Title insurance is also huge industry: Read this eye-opening article documenting how “title insurance in the US emerged in the 1870s as a way to protect buyers from dubious real estate deals”, and now the sector “enjoys a loss ratio of just 7% – for every $100 collected in premiums, it pays out just $7 in claims”.
By using the blockchain, to prove ownership, homeowners can transfer ownership without large fees.
A home’s data could also be on the blockchain – all repairs, chain of ownership, history of electricity, etc. – providing an immutable record of ownership so that a potential buyer has all information related to that home.
The more information a seller makes available the better price she may be able to negotiate for that transaction. This transparency and efficient market can create value for both the seller and buyer and can also incentivize owners to take better care of assets.
The art market is one of the largest unregulated markets in the world.
Tens of millions of dollars are often transferred with little documentation. The current system makes it difficult to track the history of a piece of art, otherwise known as a work’s provenance.
As a global public ledger, the blockchain can add more transparency in this market – every piece of art can be registered on the ledger and each exchange of the artwork, along with the value of that exchange, can be recorded.
Forgeries will not be possible, as the artwork’s initial authentication will serve as the immutable record. Right now, so much of art’s value is determined by a small group – the blockchain can remove this subjectivity as well as allow greater access to art as an investment for a larger number of people.
These examples are just a starting point. Just as we never envisioned a world where we would carry around fully connected supercomputers (smartphones) in our pockets a mere 20 years ago, we can’t even imagine all of the applications of the blockchain today.
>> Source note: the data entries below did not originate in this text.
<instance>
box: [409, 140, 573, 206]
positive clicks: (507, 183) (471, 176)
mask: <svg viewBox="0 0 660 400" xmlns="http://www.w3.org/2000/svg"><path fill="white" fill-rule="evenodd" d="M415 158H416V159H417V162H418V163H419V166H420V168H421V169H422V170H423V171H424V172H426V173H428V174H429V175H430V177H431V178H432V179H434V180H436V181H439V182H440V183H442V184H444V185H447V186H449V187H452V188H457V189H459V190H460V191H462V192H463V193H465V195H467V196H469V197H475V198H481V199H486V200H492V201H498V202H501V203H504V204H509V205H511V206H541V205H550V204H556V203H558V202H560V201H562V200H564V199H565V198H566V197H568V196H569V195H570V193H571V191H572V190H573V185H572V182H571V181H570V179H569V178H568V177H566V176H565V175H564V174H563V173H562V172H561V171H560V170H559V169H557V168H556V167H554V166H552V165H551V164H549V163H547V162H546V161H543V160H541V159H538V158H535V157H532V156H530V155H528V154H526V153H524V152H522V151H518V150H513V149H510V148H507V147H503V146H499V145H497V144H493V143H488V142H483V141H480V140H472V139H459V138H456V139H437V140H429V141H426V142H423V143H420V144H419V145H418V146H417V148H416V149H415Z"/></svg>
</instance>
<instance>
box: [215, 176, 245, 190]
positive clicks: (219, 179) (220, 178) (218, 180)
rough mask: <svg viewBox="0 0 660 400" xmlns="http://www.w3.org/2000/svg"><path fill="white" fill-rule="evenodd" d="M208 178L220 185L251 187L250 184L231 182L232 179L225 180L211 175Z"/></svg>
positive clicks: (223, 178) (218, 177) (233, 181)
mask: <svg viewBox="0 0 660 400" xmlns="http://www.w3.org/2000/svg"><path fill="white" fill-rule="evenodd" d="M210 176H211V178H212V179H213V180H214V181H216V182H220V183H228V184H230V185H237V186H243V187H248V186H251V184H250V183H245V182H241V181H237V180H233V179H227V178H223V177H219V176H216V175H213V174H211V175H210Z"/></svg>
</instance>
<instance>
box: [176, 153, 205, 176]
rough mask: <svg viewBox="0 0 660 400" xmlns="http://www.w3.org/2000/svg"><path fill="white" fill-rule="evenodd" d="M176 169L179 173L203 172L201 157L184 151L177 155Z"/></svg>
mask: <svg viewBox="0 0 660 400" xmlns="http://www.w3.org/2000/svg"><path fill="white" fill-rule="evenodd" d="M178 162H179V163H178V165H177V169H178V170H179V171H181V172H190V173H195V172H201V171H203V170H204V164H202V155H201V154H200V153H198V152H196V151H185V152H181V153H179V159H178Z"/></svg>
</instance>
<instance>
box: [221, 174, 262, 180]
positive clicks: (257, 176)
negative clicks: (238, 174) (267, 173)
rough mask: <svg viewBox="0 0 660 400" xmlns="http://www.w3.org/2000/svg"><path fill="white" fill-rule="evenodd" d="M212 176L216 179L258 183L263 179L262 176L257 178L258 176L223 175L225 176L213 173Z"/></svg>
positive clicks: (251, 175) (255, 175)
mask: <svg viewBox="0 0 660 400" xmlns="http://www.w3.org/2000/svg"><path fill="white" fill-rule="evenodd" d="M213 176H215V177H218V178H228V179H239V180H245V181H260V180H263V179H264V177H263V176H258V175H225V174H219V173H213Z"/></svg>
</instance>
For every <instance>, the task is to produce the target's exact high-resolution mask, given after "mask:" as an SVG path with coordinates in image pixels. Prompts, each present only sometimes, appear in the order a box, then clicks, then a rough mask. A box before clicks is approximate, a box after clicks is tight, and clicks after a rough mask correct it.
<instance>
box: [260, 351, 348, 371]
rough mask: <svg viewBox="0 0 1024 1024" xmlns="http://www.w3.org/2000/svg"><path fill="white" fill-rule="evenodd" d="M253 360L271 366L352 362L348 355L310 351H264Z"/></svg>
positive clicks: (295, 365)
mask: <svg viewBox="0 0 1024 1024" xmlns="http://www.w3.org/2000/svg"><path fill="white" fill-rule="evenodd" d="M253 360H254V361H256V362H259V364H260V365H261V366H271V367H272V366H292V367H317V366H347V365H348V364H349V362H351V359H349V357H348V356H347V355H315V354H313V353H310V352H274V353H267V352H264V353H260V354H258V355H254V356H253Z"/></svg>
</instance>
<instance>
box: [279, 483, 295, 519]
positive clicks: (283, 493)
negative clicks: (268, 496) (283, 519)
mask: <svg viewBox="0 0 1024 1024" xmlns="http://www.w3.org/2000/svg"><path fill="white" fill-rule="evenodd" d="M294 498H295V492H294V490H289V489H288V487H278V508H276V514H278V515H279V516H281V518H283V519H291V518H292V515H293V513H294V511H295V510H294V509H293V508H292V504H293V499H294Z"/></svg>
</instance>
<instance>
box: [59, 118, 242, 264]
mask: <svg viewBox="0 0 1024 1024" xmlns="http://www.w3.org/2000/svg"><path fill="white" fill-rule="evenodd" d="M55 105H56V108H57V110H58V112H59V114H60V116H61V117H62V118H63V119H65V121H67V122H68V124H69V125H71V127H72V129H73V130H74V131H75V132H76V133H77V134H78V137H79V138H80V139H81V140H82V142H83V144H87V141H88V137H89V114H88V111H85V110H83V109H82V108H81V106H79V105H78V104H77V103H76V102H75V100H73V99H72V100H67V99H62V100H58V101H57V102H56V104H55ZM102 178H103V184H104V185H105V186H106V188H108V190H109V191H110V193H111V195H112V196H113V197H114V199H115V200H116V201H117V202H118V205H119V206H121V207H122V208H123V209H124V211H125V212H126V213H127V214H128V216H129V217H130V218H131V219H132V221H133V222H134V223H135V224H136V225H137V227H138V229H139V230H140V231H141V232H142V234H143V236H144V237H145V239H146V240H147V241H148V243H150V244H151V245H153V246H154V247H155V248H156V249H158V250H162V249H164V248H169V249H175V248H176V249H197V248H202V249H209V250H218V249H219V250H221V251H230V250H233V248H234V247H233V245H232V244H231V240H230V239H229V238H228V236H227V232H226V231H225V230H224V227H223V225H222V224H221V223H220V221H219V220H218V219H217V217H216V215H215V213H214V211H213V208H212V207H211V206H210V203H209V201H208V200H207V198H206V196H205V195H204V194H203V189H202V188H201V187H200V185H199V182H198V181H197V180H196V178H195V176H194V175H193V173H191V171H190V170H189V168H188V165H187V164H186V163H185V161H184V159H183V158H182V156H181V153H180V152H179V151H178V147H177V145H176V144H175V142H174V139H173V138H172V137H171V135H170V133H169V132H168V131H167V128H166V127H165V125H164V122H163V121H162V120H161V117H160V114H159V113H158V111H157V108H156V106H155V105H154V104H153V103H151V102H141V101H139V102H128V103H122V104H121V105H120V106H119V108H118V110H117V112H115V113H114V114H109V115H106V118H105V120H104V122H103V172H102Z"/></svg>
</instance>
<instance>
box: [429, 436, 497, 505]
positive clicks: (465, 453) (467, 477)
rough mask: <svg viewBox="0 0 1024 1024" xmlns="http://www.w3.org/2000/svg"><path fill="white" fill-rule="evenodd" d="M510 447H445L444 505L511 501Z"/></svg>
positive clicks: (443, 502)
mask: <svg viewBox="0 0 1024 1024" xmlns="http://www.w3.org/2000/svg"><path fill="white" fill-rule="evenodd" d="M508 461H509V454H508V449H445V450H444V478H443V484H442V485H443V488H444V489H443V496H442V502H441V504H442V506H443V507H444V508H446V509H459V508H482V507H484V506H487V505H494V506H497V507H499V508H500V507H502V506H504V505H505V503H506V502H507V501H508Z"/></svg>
But the fact that companies like Goldman Sachs, IBM, Cisco and institutions including the World Economic Forum, International Monetary Fund and Bank of England are experimenting with the technology, shows that this is not a flash in the pan concept. It is here to stay.
A blockchain-enabled world will be one that creates trust between transacting parties without the need to know them personally.
This is why the concept is often referred to as “trustless trust”. Our current system uses checks and balances at a cost to each of us. A blockchain world will not only allow faster, cheaper and truly global transactions, but will also allow each of us to control and track the distribution of our own data.
The combination of blockchain technology, machine learning, and development of relevant applications, can unlock unprecedented economic opportunity throughout the world.